Statistical modeling is a lot like engineering.

In engineering, there are various ways to build a key-value storage, and each design makes a different set of assumptions about the usage pattern.

In statistical modeling, there are various algorithms to build a classifier, and each algorithm makes a different set of assumptions about the data.

When dealing with small amounts of data, it’s reasonable to try as many algorithms as possible and to pick the best one since the cost of experimentation is low.

But as we hit “big data”, it pays off to analyze the data upfront and then design the modeling pipeline(pre-processing, modeling, optimization algorithm, evaluation,product ionization) accordingly.

As pointed out in my previous post,there are dozens of ways to solve a given modeling problem.

Each model assumes something different, and it’s not obvious how to navigate and identify which assumptions are reasonable.

In industry, most practitioners pick the modeling algorithm they are most familiar with rather than pick the one which best suits the data.

In this post, I would like to share some common mistakes (the don't-s).

I’ll save some of the best practices (the do-s) in a future post.





1. Take default loss function for granted 想当然用缺省Loss

Many practitioners train and pick the best model using the default loss function (e.g., squared error).

In practice, off-the-shelf loss function rarely aligns with the business objective.

Take fraud detection as an example. When trying to detect fraudulent transactions, the business objective is to minimize the fraud loss.

The off-the-shelf loss function of binary classifiers weighs false positives and false negatives equally.

To align with the business objective, the loss function should not only penalize false negatives more than false positives, but also penalize each false negative in proportion to the dollar amount.

Also, data sets in fraud detection usually contain highly imbalanced labels.

In these cases, bias the loss function in favor of the rare case (e.g., through up/down sampling).

“机器学习本质上是在解一个优化问题,优化目标定义错误(或者 loss function 定义错了),就全错了!”


2. Use plain linear models for non-linear interaction 非线性情况下用线性模型

When building a binary classifier, many practitioners immediately jump to logistic regression because it’s simple. But, many also forget that logistic regression is a linear model and the non-linear interaction among predictors need to be encoded manually. Returning to fraud detection, high order interaction features like "billing address = shipping address and transaction amount < $50" are required for good model performance.
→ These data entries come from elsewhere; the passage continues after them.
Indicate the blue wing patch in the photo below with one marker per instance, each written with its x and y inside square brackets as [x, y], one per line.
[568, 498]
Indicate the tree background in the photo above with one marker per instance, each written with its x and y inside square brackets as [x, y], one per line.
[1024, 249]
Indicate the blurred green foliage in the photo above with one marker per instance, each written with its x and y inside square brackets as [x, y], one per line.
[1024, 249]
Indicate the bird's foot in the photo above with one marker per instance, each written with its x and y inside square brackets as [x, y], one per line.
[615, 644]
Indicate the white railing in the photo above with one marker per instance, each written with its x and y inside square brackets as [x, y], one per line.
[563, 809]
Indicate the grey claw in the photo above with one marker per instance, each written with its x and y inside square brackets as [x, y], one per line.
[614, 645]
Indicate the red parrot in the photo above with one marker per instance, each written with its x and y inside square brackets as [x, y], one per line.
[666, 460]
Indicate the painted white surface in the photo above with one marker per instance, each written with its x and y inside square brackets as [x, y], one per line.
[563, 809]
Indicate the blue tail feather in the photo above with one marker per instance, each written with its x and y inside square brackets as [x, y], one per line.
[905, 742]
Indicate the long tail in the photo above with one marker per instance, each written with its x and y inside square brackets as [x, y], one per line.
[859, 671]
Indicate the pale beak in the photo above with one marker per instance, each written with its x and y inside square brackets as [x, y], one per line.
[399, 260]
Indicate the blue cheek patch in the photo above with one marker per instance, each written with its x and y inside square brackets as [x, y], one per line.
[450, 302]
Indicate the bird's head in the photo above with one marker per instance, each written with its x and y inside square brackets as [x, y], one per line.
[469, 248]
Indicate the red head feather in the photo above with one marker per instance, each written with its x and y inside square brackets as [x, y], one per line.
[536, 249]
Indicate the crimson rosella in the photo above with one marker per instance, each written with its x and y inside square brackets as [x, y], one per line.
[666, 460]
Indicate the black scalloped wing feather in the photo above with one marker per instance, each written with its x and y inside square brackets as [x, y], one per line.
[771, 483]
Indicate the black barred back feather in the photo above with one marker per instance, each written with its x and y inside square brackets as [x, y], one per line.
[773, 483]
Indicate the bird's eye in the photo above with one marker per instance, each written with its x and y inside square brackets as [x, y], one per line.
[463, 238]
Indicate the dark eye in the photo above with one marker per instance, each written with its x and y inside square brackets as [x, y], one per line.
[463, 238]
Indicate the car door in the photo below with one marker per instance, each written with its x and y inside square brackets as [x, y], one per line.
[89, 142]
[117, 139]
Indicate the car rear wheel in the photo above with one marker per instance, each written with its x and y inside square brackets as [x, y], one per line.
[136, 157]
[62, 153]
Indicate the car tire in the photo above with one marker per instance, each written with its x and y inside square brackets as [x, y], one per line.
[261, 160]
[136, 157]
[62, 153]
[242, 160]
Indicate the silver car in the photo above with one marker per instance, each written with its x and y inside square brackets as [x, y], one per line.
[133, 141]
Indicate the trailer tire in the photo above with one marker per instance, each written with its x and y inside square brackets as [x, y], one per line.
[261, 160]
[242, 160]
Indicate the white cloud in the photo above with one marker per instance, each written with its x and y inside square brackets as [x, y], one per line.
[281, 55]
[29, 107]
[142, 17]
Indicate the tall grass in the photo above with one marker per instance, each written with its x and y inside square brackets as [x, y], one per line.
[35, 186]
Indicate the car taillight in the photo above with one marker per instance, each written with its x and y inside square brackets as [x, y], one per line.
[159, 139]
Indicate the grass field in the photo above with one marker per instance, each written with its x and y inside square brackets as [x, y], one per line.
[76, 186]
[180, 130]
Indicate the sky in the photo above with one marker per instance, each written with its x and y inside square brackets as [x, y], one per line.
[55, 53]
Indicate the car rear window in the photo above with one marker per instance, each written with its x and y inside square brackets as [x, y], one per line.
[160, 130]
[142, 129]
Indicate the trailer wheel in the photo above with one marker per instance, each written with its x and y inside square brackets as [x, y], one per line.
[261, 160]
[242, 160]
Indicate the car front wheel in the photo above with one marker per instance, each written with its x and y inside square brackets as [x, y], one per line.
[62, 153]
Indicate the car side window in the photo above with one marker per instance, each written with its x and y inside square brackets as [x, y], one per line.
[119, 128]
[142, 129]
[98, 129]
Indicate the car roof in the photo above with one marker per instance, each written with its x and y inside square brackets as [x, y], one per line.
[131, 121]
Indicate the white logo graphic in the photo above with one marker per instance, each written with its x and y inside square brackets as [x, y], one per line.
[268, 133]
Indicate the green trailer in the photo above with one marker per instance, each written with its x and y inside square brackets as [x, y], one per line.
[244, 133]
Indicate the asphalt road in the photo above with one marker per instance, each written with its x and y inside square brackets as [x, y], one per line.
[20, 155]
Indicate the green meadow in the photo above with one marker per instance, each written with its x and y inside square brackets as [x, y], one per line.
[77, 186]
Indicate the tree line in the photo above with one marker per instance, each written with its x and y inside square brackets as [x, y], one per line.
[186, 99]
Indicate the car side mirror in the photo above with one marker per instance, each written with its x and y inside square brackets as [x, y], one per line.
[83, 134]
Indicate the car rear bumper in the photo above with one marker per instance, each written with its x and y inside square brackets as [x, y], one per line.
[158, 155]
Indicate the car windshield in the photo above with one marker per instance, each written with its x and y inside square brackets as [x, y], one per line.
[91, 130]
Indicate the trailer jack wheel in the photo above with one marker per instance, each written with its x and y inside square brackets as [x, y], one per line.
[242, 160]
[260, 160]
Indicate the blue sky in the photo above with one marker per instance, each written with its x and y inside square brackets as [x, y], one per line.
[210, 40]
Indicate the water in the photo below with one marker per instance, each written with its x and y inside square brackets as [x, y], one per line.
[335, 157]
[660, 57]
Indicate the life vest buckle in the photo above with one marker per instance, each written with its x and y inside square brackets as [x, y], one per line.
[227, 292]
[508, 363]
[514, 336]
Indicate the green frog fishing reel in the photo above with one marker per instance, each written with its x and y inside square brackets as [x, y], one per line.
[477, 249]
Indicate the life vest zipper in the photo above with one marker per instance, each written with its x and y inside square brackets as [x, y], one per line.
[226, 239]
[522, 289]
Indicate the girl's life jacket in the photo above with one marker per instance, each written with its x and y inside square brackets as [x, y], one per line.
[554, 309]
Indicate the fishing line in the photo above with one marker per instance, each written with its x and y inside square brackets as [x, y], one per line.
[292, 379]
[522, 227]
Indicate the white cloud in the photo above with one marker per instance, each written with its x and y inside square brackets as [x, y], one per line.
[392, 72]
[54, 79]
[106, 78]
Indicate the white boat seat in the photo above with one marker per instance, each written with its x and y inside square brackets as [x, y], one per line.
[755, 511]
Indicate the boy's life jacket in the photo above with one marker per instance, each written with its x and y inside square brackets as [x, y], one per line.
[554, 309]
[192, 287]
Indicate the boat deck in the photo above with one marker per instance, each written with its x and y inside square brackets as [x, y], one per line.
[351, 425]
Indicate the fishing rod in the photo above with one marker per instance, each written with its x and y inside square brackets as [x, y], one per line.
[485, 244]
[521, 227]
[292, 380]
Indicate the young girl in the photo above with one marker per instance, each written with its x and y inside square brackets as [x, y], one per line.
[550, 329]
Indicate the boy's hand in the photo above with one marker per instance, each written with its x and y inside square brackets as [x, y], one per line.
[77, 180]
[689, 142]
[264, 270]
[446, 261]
So one should prefer non-linear models like SVM with kernel or tree based classifiers that bake in higher-order interaction features.

3. Forget about outliers 忘记异常值

Outliers are interesting. Depending on the context, they either deserve special attention or should be completely ignored. Take the example of revenue forecasting. If unusual spikes of revenue are observed, it's probably a good idea to pay extra attention to them and figure out what caused the spike. But if the outliers are due to mechanical error, measurement error or anything else that’s not generalizable, it’s a good idea to filter out these outliers before feeding the data to the modeling algorithm.

Some models are more sensitive to outliers than others. For instance, AdaBoost might treat those outliers as "hard" cases and put tremendous weights on outliers while decision tree might simply count each outlier as one false classification. If the data set contains a fair amount of outliers, it's important to either use modeling algorithm robust against outliers or filter the outliers out.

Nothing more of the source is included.